Les réticences à l’application de la loi 28-07
La loi 28-07 et son décret d’application ont cerné, à l’instar de ce qui se passe chez nombre de nos partenaires commerciaux, aussi bien le travail des auditeurs (fonctionnaires de l’ONSSA) que celui des entreprises auditées (exploitants). Les premiers viennent vérifier si le travail des seconds est effectué en conformité de la réglementation en vigueur. Dans ce cadre, le questionnement des fonctionnaires et les réponses des exploitants, sous une forme ou une autre, se doivent d’être confirmés par écrit. Toutefois, les informations dont dispose ce blog montrent que les choses sont loin de se passer de cette manière. Il apparait que jusqu’à présent, seuls les exploitants sont invités (oralement) à justifier par écrit la conformité de leurs opérations à la réglementation en vigueur.
Commentaire
Tout se passe comme si les responsables de l’ONSSA tenaient à poursuivre sur les pas de leurs collègues des services de la répression des fraudes selon l’adage : « Faites comme je dis et non comme je fais ». Or si ce slogan s’insérait « harmonieusement » dans la médiocrité de la précédente loi répressive (aujourd’hui abrogée), à présent il heurte de front les lignes directrices pour le travail selon la loi 28-07. Les principes de la nouvelle loi commandent clairement aux fonctionnaires de l’ONSSA de donner l’exemple en se conformant de leur côté à ce que la loi prescrit concernant la conduite de leurs tâches. Mais ceci n’est pas le cas. Les exploitants, selon toute apparence, semblent fondés de se dire : « si ces fonctionnaires ne veulent pas appliquer ce que la loi prévoit pour eux, nous n’en ferons rien non plus » et voilà comment la réticence des délégués de l’ONSSA à respecter eux mêmes la propre loi, sur laquelle ils sont supposés veiller, provoque chez les exploitants une résistance pour s’y conformer à leur tour. Par ailleurs, il est hautement improbable que le comportement inapproprié des fonctionnaires de l’ONSSA sur le terrain n’ait pas été rapporté, d’une manière ou une autre, à leurs supérieurs au siège de cet organisme. On peut donc considérer que fonctionnaires et cadres de l’ONSSA, organisme de tutelle sur les exploitants de la chaine alimentaire, ont encore du chemin à faire pour être à la hauteur de ce que la loi 28-07 attend de leurs propres prestations.

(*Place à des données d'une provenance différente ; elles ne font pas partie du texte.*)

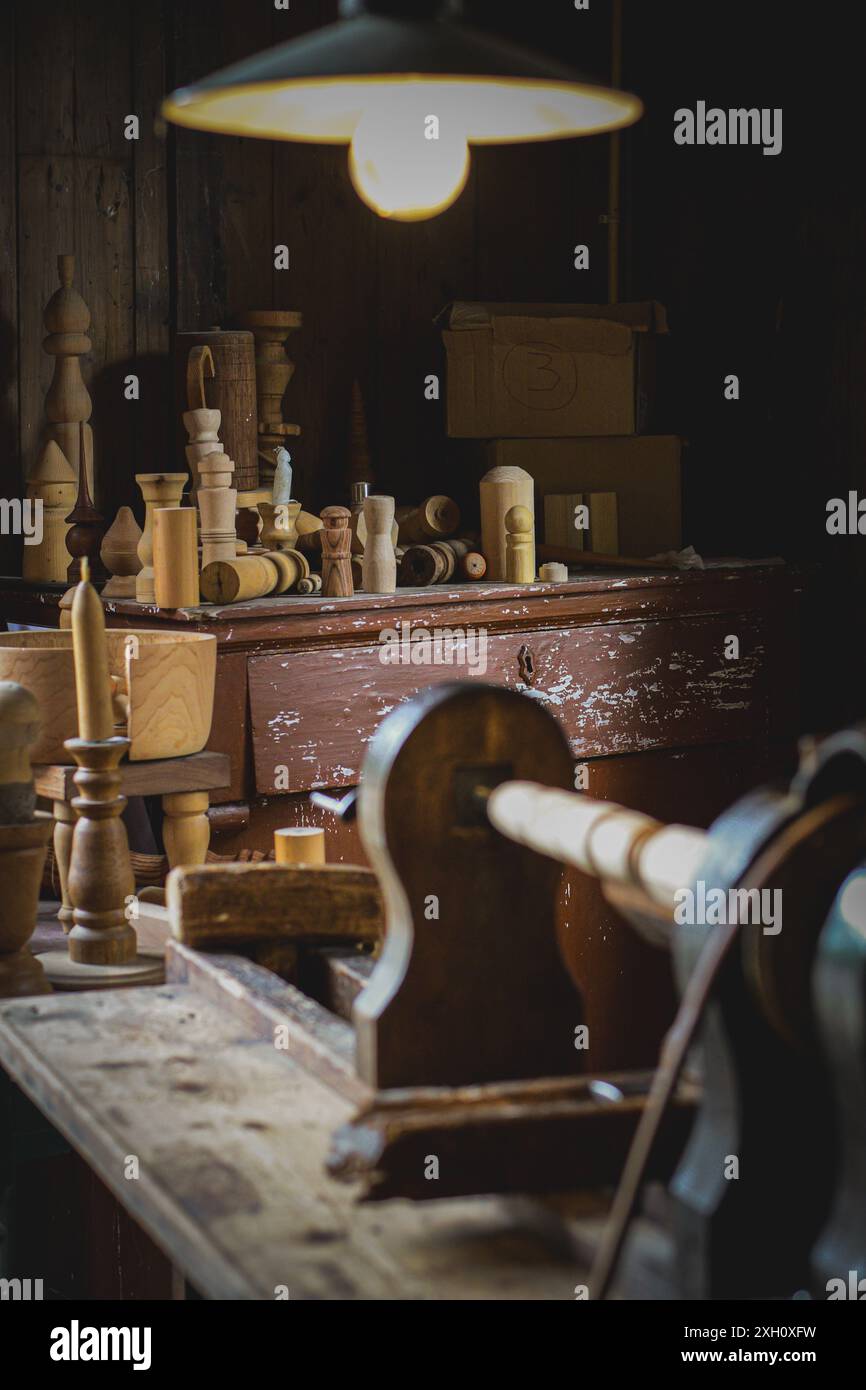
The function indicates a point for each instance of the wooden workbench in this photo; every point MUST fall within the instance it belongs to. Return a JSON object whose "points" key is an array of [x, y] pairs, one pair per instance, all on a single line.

Comment sortir de cette ornière
Si les fonctionnaires sont réticents à appliquer la loi à eux-mêmes pour donner l’exemple ce n’est probablement pas par ce qu’ils sont sourds à entendre le message véhiculé par la nouvelle réglementation, ou bien incapables de lire et comprendre les textes de la loi. Il est plus que probable que ces gens sont mus par un intérêt (à trouver) dont ils perçoivent le « message » de manière plus forte que toute autre information qui leur parviendrait d’ailleurs. Les autorités supérieures ont l’obligation de chercher et trouver l’origine, la nature et le degré d’influence que ce « message » en question a sur l’oreille des fonctionnaires pour l’annihiler par les meilleurs moyens au plus vite. Si ce n’est pas le cas, le Maroc aura une fois encore promulgué une bonne loi mais les efforts auront été investis pour rien. Sa crédibilité vis-à-vis de ses partenaires commerciaux chutera encore un peu plus comme pour dire aux nations africaines qui ont reporté leurs espoirs de voir en nous un modèle à suivre : cherchez ailleurs, nous ne sommes pas encore prêts.